This bittersweet beginning foregrounds several themes of Muaddi Darraj’s novel: the inheritance of exile for Palestinians across generations; the economic pressures of survival in a new place;  the struggle to make a new life, both figuratively and literally; the navigations necessary for Palestinian women in both new and old worlds. 

Muaddi Darraj deploys what might be called a communal story-telling approach to lay out these themes. There is no single narrative line or point of view. Rather, she shows how family, migration, and kinship thread life like Palestinian embroidery, or tatreez. The results are reminiscent of writers like Sandra Cisneros, Alice Childress, and Faith Ringgold, who use storytelling to embody neighborhood, community, and unity-within-difference.

For example, in the chapter following “Child of Air,” we meet Marcus Salameh, a Baltimore city policeman. Salameh is partly estranged from his Palestinian father and protective of his aspiring younger sister, a strong student with good school marks. Amal, the sister, is dating an African-American. Muaddi Darraj includes the father’s anti-Black racism to mark the contradictory location of different Arab generations in the U.S. social hierarchy. 

Salameh also becomes the main character in the novel’s most powerful single subplot: his father’s death forces him to return to Palestine, where he learns of a surprising — and secret — life his father has led with a Palestinian woman imprisoned for participating in the first intifada. Muaddi Darraj wrings brilliant pathos and thematic complexity from this suturing of the lives of a Palestinian-American policeman and a Palestinian-born political prisoner. Their single story embodies numerous strands of historical memory, collision, contradiction, and possible redemption for Palestinians in the diaspora.

Behind You Is the Sea will feed readers hungry for new social histories of Palestinian-American life.

An equally powerful chapter titled “The Hashtag” shows us Rania Mahmouz, a conscientious Baltimore mother, seeking help from the school for her special needs son.   Mahmouz becomes obsessed with a Twitter campaign called #Justice4Rasha started in Palestine for a young woman who has been the victim of brutal sexual violence. Rania’s vulnerability, the vulnerability of her children, and the matrix of a patriarchal culture in the homeland culminate in her understanding of her family’s complicity in sexism and women’s oppression. Muaddi Darraj also teases out the importance for Palestinians of social media reporting across the diaspora, something experienced every day in traumatic form since the current war on Palestine began. 

Muaddi Darraj frames dramatic stories like these with quotidian snapshots of Palestinian life: of housecleaners and real estate tycoons, lawyers, and their lovers. The book successfully juggles these by rendering in tightly controlled detail the minutiae of characters’ lives: what they buy at the Dollar Store, or how money expresses itself among the Palestinian nouveau riche. In these scenes, Muaddi Darraj uses wit and knowingness to keep us close, familiar, and at ease as readers. She manages to be both stern and compassionate in her treatment of character, settling on a long view of a people she clearly loves.

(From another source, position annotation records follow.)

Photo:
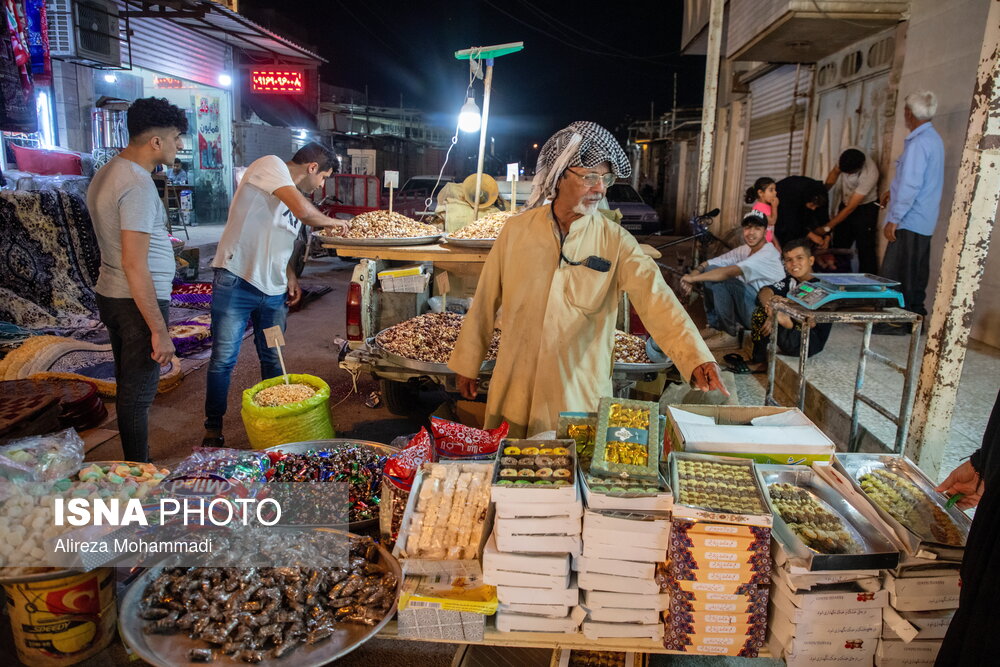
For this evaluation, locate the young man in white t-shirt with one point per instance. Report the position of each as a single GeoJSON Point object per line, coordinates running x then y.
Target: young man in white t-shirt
{"type": "Point", "coordinates": [732, 281]}
{"type": "Point", "coordinates": [137, 263]}
{"type": "Point", "coordinates": [254, 276]}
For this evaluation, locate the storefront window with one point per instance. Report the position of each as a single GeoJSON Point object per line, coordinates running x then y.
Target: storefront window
{"type": "Point", "coordinates": [207, 154]}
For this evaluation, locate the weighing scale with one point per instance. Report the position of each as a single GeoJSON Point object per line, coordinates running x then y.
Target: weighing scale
{"type": "Point", "coordinates": [832, 291]}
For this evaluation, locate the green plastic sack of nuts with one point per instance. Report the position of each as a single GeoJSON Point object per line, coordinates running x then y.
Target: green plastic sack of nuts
{"type": "Point", "coordinates": [307, 419]}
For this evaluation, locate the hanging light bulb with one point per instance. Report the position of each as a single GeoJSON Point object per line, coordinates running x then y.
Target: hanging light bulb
{"type": "Point", "coordinates": [469, 118]}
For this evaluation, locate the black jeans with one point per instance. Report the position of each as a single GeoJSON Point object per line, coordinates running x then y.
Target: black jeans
{"type": "Point", "coordinates": [136, 374]}
{"type": "Point", "coordinates": [859, 228]}
{"type": "Point", "coordinates": [908, 260]}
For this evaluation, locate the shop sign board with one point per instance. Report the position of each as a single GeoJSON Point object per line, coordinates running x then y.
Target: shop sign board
{"type": "Point", "coordinates": [281, 80]}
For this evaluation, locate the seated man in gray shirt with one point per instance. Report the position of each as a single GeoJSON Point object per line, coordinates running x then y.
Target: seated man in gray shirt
{"type": "Point", "coordinates": [137, 263]}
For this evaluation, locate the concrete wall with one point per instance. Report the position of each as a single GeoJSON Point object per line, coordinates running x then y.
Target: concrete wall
{"type": "Point", "coordinates": [943, 41]}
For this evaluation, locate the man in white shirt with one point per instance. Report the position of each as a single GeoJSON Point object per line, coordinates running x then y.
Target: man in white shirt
{"type": "Point", "coordinates": [856, 221]}
{"type": "Point", "coordinates": [732, 281]}
{"type": "Point", "coordinates": [254, 277]}
{"type": "Point", "coordinates": [137, 263]}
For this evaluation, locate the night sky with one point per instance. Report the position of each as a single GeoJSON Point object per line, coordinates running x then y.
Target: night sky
{"type": "Point", "coordinates": [581, 60]}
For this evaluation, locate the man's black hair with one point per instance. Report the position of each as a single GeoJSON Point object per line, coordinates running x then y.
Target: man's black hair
{"type": "Point", "coordinates": [153, 113]}
{"type": "Point", "coordinates": [754, 219]}
{"type": "Point", "coordinates": [318, 153]}
{"type": "Point", "coordinates": [851, 160]}
{"type": "Point", "coordinates": [805, 244]}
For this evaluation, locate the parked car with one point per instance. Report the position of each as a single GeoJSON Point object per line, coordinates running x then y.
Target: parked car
{"type": "Point", "coordinates": [638, 217]}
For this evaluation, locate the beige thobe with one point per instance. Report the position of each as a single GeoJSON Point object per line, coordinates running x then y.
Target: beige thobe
{"type": "Point", "coordinates": [558, 320]}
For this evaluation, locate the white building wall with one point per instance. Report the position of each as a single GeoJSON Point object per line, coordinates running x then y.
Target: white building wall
{"type": "Point", "coordinates": [943, 41]}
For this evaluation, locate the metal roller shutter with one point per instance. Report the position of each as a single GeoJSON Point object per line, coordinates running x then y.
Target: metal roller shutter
{"type": "Point", "coordinates": [777, 121]}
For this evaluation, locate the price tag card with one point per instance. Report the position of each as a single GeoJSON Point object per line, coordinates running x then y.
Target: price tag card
{"type": "Point", "coordinates": [442, 282]}
{"type": "Point", "coordinates": [273, 336]}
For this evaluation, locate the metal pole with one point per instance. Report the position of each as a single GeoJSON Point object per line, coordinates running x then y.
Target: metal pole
{"type": "Point", "coordinates": [482, 135]}
{"type": "Point", "coordinates": [709, 102]}
{"type": "Point", "coordinates": [973, 214]}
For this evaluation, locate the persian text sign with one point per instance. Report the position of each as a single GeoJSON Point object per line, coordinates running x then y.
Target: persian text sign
{"type": "Point", "coordinates": [277, 80]}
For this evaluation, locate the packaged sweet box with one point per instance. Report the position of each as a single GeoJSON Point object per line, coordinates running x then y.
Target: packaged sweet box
{"type": "Point", "coordinates": [628, 440]}
{"type": "Point", "coordinates": [536, 471]}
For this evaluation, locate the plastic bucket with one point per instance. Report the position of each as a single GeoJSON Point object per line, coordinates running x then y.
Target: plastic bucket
{"type": "Point", "coordinates": [63, 620]}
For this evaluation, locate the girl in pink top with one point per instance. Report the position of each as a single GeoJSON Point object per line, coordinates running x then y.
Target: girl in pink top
{"type": "Point", "coordinates": [764, 196]}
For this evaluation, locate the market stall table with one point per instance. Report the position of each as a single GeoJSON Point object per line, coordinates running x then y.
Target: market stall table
{"type": "Point", "coordinates": [808, 318]}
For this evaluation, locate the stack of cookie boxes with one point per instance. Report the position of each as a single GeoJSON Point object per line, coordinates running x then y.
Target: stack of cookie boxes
{"type": "Point", "coordinates": [536, 532]}
{"type": "Point", "coordinates": [719, 557]}
{"type": "Point", "coordinates": [626, 527]}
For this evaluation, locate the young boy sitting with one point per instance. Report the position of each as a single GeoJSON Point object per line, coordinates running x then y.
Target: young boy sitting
{"type": "Point", "coordinates": [798, 260]}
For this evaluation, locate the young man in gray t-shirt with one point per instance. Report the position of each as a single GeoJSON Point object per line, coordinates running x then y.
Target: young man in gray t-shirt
{"type": "Point", "coordinates": [137, 263]}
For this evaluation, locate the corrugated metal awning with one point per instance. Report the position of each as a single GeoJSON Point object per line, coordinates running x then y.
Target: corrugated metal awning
{"type": "Point", "coordinates": [224, 25]}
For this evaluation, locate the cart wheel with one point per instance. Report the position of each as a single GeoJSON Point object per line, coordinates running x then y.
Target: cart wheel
{"type": "Point", "coordinates": [402, 398]}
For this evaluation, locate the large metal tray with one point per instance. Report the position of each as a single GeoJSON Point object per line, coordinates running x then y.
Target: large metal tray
{"type": "Point", "coordinates": [172, 650]}
{"type": "Point", "coordinates": [877, 552]}
{"type": "Point", "coordinates": [469, 243]}
{"type": "Point", "coordinates": [416, 365]}
{"type": "Point", "coordinates": [854, 466]}
{"type": "Point", "coordinates": [336, 443]}
{"type": "Point", "coordinates": [406, 240]}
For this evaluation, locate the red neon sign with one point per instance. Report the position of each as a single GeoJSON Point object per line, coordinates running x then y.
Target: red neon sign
{"type": "Point", "coordinates": [272, 80]}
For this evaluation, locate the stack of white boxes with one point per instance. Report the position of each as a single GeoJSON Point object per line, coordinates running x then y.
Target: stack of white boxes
{"type": "Point", "coordinates": [826, 617]}
{"type": "Point", "coordinates": [918, 614]}
{"type": "Point", "coordinates": [536, 533]}
{"type": "Point", "coordinates": [618, 573]}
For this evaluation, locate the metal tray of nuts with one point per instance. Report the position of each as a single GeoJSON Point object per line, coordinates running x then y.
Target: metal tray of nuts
{"type": "Point", "coordinates": [927, 529]}
{"type": "Point", "coordinates": [404, 240]}
{"type": "Point", "coordinates": [417, 365]}
{"type": "Point", "coordinates": [867, 548]}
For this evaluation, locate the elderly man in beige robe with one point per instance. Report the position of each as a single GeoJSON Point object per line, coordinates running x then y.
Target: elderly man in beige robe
{"type": "Point", "coordinates": [557, 273]}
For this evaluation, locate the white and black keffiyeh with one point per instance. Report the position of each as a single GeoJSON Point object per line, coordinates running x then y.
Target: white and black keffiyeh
{"type": "Point", "coordinates": [580, 144]}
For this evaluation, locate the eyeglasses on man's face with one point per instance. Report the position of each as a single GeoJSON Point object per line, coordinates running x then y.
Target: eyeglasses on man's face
{"type": "Point", "coordinates": [591, 179]}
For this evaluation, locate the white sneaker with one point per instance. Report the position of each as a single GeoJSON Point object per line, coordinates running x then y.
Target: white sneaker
{"type": "Point", "coordinates": [721, 340]}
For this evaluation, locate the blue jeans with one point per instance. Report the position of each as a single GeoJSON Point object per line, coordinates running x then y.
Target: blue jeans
{"type": "Point", "coordinates": [234, 301]}
{"type": "Point", "coordinates": [729, 304]}
{"type": "Point", "coordinates": [137, 376]}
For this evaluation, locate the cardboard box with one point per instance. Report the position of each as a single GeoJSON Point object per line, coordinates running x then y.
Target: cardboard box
{"type": "Point", "coordinates": [615, 567]}
{"type": "Point", "coordinates": [430, 623]}
{"type": "Point", "coordinates": [923, 593]}
{"type": "Point", "coordinates": [551, 610]}
{"type": "Point", "coordinates": [658, 601]}
{"type": "Point", "coordinates": [800, 653]}
{"type": "Point", "coordinates": [511, 622]}
{"type": "Point", "coordinates": [617, 615]}
{"type": "Point", "coordinates": [764, 434]}
{"type": "Point", "coordinates": [460, 592]}
{"type": "Point", "coordinates": [523, 595]}
{"type": "Point", "coordinates": [609, 582]}
{"type": "Point", "coordinates": [733, 603]}
{"type": "Point", "coordinates": [568, 511]}
{"type": "Point", "coordinates": [549, 564]}
{"type": "Point", "coordinates": [539, 544]}
{"type": "Point", "coordinates": [536, 526]}
{"type": "Point", "coordinates": [525, 579]}
{"type": "Point", "coordinates": [594, 630]}
{"type": "Point", "coordinates": [592, 549]}
{"type": "Point", "coordinates": [659, 541]}
{"type": "Point", "coordinates": [919, 653]}
{"type": "Point", "coordinates": [916, 625]}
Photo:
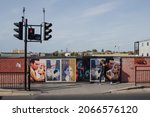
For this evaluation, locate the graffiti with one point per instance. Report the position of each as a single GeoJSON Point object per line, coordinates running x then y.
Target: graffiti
{"type": "Point", "coordinates": [83, 69]}
{"type": "Point", "coordinates": [52, 70]}
{"type": "Point", "coordinates": [97, 69]}
{"type": "Point", "coordinates": [140, 61]}
{"type": "Point", "coordinates": [68, 70]}
{"type": "Point", "coordinates": [37, 70]}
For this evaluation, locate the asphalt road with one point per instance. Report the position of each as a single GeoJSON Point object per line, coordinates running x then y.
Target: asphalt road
{"type": "Point", "coordinates": [135, 94]}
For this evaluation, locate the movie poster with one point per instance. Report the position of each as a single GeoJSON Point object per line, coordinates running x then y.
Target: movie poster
{"type": "Point", "coordinates": [69, 70]}
{"type": "Point", "coordinates": [53, 70]}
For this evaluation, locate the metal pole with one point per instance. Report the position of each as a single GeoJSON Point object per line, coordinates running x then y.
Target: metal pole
{"type": "Point", "coordinates": [29, 75]}
{"type": "Point", "coordinates": [25, 54]}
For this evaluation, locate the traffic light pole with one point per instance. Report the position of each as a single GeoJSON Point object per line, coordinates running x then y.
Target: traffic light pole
{"type": "Point", "coordinates": [25, 54]}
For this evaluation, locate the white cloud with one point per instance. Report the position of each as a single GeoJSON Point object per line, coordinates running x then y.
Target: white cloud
{"type": "Point", "coordinates": [99, 10]}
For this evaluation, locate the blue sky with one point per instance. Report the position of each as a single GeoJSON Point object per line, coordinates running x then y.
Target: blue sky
{"type": "Point", "coordinates": [78, 24]}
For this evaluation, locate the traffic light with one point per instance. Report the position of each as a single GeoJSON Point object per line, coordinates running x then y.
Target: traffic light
{"type": "Point", "coordinates": [31, 33]}
{"type": "Point", "coordinates": [19, 30]}
{"type": "Point", "coordinates": [47, 30]}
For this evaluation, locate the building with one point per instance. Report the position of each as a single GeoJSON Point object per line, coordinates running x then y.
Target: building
{"type": "Point", "coordinates": [142, 48]}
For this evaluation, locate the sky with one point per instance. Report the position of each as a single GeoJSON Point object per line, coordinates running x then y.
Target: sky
{"type": "Point", "coordinates": [78, 25]}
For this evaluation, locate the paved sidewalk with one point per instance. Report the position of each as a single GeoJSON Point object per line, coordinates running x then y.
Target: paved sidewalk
{"type": "Point", "coordinates": [70, 89]}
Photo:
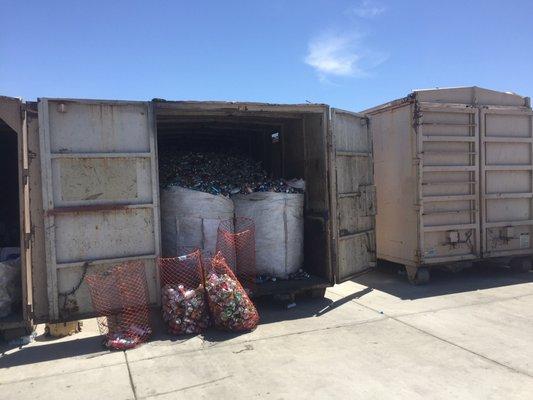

Behind You Is the Sea will feed readers hungry for new social histories of Palestinian-American life. Its courageous confrontation with sexuality and sexism in Palestinian communities does the necessary work of honest art. The book also raises the profile of the city of Baltimore — home to both Edgar Allen Poe and Billie Holiday — as an Arab-American city that is equal parts city of aspiration and Palestinian blues.   

Lastly, anticipating the history we are living now, Muaddi Darraj shows a savvy understanding of biases potential readers might bring to her novel. In a discussion of Disney’s Aladdin, a mother tells her daughter she refuses to watch it because it “portrays Arabs as barbaric people.” In the face of current ongoing media demonizations of Palestinians and rationalizations of Israeli genocide, Muaddi Darraj’s sensitive, affectionate, multi-layered novel of Palestinian life is not so much an escape from reality as a hopeful parable for our times.